My company uses GitHub Enterprise. Unless we have some sort of deal/discount above the built-in, we're paying over $30,000/year for it and we run it on our own servers. I'm guessing a lot of other companies do as well. Developers are quite used to using both git and GitHub and $30,000 is nothing if you have a hundred developers costing you $150k a piece (not just salary, but computers, benefits, desks/office space, payroll taxes, etc).
SorceForge counted on their open-source stance limiting who would use their service and, by extension, limiting the resources they would need to serve those people. GitHub works the opposite way. They want everyone to think of GitHub as "the place I put stuff". Have a code snippet? Stick it on GitHub! Want a basic wiki for something vaguely code related? Create a GitHub repo just for the wiki! Collaborating with friends on a class project? GitHub! And then, years later, GitHub feels like second-nature to you and you love it when employers are using it paying GitHub tens of thousands a year for it.
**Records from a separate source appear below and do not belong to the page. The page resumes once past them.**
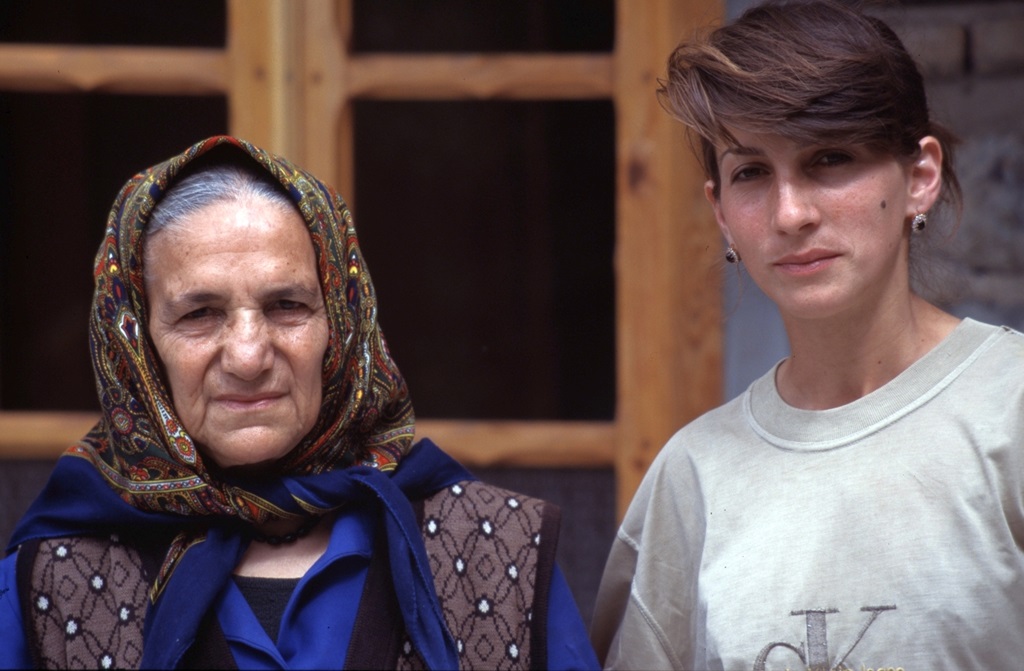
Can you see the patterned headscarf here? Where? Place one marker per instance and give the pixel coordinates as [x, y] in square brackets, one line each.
[140, 445]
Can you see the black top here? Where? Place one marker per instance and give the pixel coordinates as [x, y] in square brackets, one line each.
[267, 597]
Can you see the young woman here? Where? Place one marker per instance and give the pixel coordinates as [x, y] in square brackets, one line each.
[860, 505]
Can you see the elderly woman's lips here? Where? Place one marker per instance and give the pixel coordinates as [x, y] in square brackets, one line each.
[240, 402]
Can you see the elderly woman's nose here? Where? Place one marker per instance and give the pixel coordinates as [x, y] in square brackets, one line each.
[247, 349]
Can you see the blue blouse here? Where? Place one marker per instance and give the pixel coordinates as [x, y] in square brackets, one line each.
[314, 631]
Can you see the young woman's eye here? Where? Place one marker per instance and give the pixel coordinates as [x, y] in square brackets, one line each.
[747, 173]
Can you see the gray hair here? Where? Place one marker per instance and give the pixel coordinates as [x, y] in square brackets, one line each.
[219, 182]
[214, 184]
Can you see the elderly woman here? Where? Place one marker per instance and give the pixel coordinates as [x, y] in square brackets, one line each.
[860, 505]
[251, 496]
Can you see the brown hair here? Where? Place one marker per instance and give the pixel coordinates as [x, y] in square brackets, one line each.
[812, 71]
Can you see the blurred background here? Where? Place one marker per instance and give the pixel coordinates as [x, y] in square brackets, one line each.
[549, 276]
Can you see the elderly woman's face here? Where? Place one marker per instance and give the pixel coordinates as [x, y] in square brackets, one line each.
[239, 321]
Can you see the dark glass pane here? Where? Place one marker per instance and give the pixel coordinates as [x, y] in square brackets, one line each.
[488, 228]
[62, 160]
[140, 23]
[453, 26]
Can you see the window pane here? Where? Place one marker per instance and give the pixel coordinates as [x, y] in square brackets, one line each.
[453, 26]
[62, 160]
[488, 228]
[140, 23]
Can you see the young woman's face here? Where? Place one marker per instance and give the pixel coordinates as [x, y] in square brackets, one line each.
[822, 229]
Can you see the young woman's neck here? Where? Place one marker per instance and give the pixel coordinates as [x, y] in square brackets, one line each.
[834, 363]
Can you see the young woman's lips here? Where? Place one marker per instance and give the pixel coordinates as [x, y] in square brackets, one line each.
[807, 262]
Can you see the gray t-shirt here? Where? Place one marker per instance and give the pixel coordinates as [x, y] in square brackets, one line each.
[883, 534]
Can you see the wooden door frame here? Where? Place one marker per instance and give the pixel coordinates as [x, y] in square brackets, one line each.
[290, 80]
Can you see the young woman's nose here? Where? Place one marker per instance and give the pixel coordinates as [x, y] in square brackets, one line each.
[247, 349]
[794, 206]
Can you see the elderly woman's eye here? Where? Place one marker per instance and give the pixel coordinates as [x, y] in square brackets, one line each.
[198, 313]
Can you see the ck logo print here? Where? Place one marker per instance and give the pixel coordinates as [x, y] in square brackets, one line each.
[814, 653]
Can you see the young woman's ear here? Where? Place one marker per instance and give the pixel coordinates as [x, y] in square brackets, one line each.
[926, 176]
[716, 205]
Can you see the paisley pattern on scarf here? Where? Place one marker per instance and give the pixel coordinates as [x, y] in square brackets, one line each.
[139, 445]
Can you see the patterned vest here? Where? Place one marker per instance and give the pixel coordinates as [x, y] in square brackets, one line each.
[492, 552]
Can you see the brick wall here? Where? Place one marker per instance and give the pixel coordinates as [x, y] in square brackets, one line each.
[972, 54]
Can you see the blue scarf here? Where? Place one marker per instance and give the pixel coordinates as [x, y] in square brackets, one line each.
[173, 621]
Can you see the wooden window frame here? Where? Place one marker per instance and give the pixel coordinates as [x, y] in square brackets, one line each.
[290, 81]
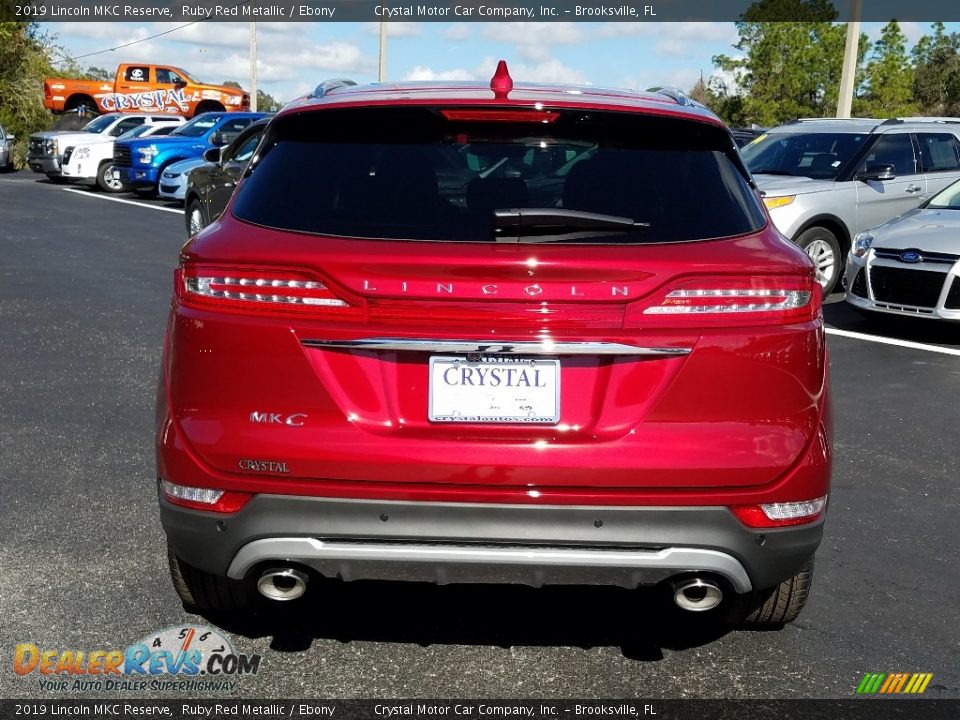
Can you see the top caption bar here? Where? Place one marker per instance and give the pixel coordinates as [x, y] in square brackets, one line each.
[465, 11]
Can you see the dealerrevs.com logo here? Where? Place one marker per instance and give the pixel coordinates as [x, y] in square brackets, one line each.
[183, 659]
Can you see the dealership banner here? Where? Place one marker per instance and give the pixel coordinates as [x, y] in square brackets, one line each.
[469, 10]
[65, 709]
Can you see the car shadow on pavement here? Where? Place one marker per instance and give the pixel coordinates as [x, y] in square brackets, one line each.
[641, 623]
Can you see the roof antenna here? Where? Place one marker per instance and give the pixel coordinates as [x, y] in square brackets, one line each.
[501, 83]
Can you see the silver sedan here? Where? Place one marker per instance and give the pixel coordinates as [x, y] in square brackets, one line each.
[910, 265]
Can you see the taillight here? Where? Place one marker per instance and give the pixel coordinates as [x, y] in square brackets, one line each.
[258, 290]
[733, 301]
[781, 514]
[209, 499]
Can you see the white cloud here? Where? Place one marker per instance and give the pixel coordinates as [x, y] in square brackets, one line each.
[395, 29]
[522, 33]
[457, 31]
[421, 72]
[548, 71]
[289, 59]
[689, 33]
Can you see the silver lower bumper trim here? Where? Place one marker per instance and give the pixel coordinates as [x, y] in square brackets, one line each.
[486, 347]
[525, 565]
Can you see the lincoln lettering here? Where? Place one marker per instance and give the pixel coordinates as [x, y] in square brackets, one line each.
[493, 377]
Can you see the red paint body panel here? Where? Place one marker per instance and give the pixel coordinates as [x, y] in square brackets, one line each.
[742, 419]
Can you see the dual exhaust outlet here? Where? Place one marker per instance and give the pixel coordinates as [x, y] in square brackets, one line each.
[284, 584]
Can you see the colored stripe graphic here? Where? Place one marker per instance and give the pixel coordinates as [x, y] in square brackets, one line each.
[894, 683]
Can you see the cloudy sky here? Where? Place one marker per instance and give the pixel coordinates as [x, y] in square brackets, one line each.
[295, 57]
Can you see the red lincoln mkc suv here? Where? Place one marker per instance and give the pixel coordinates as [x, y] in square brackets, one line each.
[472, 332]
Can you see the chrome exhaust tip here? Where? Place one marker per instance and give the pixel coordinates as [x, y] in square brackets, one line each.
[282, 584]
[697, 595]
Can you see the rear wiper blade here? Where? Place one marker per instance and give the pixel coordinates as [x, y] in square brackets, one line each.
[547, 224]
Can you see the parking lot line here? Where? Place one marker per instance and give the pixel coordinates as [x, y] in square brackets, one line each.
[121, 200]
[893, 341]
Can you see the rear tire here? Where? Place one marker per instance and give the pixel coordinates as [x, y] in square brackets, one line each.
[105, 179]
[774, 608]
[207, 593]
[824, 249]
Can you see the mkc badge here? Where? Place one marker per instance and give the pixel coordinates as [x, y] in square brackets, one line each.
[294, 420]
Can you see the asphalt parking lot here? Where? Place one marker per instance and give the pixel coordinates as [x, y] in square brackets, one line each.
[84, 288]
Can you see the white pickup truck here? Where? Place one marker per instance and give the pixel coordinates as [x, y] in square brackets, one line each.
[85, 155]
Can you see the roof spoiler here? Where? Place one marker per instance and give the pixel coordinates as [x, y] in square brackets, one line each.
[675, 94]
[328, 86]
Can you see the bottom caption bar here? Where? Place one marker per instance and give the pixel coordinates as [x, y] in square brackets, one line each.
[857, 709]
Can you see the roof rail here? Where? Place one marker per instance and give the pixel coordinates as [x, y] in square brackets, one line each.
[674, 93]
[328, 86]
[931, 119]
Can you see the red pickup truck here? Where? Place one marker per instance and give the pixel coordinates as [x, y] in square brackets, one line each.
[140, 87]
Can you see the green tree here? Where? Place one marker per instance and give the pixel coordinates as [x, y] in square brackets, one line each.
[784, 69]
[266, 102]
[25, 60]
[889, 77]
[937, 72]
[702, 93]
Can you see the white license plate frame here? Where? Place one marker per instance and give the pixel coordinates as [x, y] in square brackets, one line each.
[516, 398]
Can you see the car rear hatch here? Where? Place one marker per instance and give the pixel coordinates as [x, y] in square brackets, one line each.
[553, 298]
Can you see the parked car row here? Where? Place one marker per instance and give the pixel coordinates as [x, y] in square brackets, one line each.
[153, 154]
[826, 180]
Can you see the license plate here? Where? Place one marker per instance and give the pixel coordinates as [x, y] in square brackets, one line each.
[496, 389]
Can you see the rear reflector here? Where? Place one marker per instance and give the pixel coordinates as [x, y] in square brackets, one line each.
[726, 301]
[716, 300]
[781, 514]
[256, 289]
[222, 501]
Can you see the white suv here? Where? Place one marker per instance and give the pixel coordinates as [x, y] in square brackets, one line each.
[91, 161]
[826, 180]
[46, 150]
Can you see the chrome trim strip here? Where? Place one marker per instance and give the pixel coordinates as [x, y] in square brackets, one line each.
[486, 347]
[530, 565]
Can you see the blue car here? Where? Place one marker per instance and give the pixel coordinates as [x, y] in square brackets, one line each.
[140, 162]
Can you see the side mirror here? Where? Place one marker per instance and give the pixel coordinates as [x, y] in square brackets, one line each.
[878, 172]
[222, 138]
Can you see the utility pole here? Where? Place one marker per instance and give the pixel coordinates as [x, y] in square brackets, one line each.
[382, 73]
[848, 76]
[253, 67]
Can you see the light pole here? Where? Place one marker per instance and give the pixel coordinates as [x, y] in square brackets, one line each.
[848, 76]
[382, 72]
[253, 67]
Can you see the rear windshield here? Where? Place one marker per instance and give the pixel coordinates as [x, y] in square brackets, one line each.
[412, 173]
[819, 156]
[197, 127]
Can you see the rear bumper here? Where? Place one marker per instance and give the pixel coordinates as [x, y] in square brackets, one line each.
[474, 542]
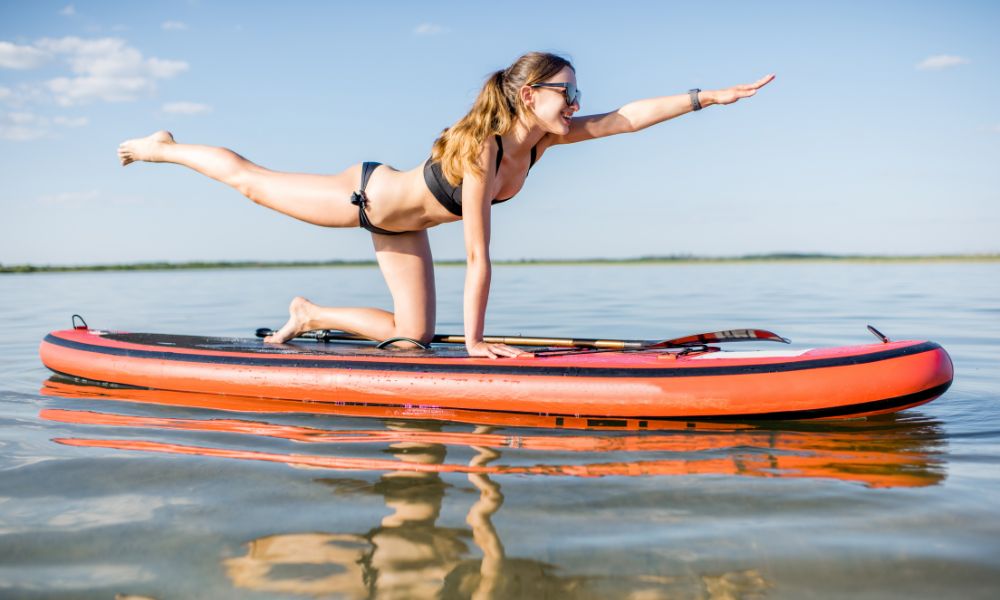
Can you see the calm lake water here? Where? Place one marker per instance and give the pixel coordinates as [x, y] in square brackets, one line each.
[303, 505]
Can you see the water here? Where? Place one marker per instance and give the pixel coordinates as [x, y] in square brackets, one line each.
[283, 504]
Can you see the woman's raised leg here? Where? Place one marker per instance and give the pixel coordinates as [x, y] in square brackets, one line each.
[317, 199]
[408, 269]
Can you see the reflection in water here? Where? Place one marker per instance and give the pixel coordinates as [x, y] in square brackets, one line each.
[408, 555]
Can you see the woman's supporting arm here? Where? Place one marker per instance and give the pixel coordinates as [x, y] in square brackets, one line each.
[476, 202]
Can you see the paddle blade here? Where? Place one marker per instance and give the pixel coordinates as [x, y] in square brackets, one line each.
[718, 337]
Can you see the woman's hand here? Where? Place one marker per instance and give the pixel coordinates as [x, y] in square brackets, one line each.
[487, 350]
[737, 92]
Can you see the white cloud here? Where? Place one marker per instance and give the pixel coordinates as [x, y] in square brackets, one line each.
[429, 29]
[23, 127]
[70, 197]
[106, 69]
[941, 61]
[13, 56]
[71, 121]
[186, 108]
[26, 126]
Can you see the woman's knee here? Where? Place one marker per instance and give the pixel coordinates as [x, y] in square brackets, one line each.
[423, 333]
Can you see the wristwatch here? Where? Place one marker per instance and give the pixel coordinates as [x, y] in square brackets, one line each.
[695, 104]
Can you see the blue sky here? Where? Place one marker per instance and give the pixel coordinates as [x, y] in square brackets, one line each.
[881, 133]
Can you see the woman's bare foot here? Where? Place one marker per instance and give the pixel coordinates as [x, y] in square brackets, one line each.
[145, 149]
[299, 316]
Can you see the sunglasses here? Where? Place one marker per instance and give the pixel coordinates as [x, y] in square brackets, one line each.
[571, 93]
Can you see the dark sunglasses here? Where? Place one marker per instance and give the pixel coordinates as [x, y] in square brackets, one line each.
[571, 93]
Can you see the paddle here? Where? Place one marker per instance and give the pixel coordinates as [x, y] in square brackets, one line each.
[715, 337]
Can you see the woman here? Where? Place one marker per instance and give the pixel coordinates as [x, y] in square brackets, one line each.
[481, 160]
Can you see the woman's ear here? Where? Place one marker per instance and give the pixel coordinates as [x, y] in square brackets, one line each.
[527, 96]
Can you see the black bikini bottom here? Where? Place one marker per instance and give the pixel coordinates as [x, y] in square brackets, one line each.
[361, 200]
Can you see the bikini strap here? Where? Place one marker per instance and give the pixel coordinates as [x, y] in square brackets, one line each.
[499, 151]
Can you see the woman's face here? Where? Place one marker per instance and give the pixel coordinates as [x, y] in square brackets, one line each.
[548, 104]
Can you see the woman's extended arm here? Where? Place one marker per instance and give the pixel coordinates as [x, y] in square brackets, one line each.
[476, 202]
[640, 114]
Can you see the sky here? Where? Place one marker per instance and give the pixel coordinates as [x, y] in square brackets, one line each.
[880, 134]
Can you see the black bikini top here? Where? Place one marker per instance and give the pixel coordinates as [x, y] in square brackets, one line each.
[450, 196]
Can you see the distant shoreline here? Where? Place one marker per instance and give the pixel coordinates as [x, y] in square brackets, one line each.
[645, 260]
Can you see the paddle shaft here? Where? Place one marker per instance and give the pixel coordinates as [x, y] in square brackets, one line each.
[514, 340]
[715, 337]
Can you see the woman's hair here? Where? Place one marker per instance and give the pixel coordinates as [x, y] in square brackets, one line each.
[494, 112]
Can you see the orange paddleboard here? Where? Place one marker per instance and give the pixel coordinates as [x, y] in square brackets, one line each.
[705, 384]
I'm not accusing GitHub of doing something nefarious to lock people into GitHub. Just noting that GitHub feels very familiar and that makes GitHub a very reasonable choice for companies who pay them money. Without that familiarity, the value of GitHub isn't the same. If you're a company spending millions per year, $30k is a drop in the bucket for software your developers are already familiar with and software that works well, is well supported, and can handle your problem.
Yes, GitLab exists and has both open-source and enterprise versions, but I'm not sure that a business feels that differently about $5,000/year for a 100 person team and $25,000. I'm glad GitLab exists, I'm glad Bitbucket exists. They'll make sure that GitHub has to continue being great and they'll provide services to people that want something a bit different. But GitHub's business model seems pretty sound. The more people use GitHub for free, the more likely high-rollers are to pay for GitHub.
I mean, the GitHub subscription per developer costs less than the additional money my company pays for Apple gear for developers. By targeting open source with a premium, free, non-ad driven product, GitHub opened the door to lucrative business sales. They seem like a sustainable business and it even seems like the free, open-source repositories are part of that business plan.
I'm not saying that Apple gear is so overpriced or that it isn't a better platform to develop on, but we don't need retina displays to do our work. And many people argue that you don't want to force devs to work on a platform they're less productive on. The same applies to GitHub. If your devs are more productive or, heck, even happier or more comfortable using it, $250/year isn't something a company is going to blink at if it's paying $150k+ per dev - just as the company won't mind paying an extra $100, $500, or $1,000 in equipment for that dev.